BOCA RATON, Fla. — Roberto Pereira, an urban entomologist in Florida, recently urged citizens to not panic over the reemergence of tropical bedbugs after his office received a sample that contained the once-prevalent bug.
His office has asked for more samples but has not received any, leading him to believe that the reemergence is not very extensive.
“I’m not sure that this is of any greater threat than any other bedbug,” Pereira told the Florida Record.
The tropical bedbug was once found throughout Florida but had not been seen since the 1940s. Pereira believes there is a possibility the bug was still in Florida but hidden somewhere.
“I doubt whether this bed bug was ever eliminated from Florida,” he said.
Joe Osborne, a nursing home neglect lawyer, has warned that the reemergence of the bed bug could mean signs of abuse in Florida nursing homes.
Pereira said he does not see any increased threat of infestation.
“Nursing homes are at some risk of infestation, but the greater risk is the common bedbug because that’s the one that’s prevalent everywhere,” Pereira said.
Tropical bedbugs lay approximately 300 more eggs than a normal bedbug, and their bites can cause “blistery reactions, itchiness and, in severe cases, anxiety and depression,” according to a recent NBC report.
Pereira, who specializes in urban bugs like bedbugs, is advising people to remain calm.

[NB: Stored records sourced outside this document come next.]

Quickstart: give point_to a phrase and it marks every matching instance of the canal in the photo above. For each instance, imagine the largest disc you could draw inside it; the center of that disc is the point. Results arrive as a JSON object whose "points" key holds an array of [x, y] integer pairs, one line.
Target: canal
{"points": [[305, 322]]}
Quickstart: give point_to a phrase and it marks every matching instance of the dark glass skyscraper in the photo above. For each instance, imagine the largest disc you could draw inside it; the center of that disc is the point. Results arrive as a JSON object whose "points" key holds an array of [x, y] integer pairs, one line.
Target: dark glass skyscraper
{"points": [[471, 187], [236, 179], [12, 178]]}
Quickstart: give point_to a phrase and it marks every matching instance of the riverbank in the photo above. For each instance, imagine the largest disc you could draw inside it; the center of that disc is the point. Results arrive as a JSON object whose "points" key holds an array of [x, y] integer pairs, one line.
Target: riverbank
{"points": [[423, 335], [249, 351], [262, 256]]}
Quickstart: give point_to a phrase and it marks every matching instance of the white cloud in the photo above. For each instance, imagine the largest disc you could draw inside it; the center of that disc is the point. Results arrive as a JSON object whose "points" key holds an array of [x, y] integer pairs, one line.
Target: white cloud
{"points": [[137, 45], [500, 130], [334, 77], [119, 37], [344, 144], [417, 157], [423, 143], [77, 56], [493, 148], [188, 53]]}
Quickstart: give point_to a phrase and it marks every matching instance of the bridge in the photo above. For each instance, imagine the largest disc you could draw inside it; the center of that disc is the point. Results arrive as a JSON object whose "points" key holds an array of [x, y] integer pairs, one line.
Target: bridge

“This bed bug is not better adapted to Florida, it doesn’t cause any more harm and it’s not spreading very fast,” Pereira said.
Instead of panicking, Pereira urges citizens to reach out to pest control companies if they fear they have an infestation saying the companies have “well-established methods of controlling bedbugs.”
“It's a pest just like any other pest, and the pest control industry is prepared to deal with it,” he said.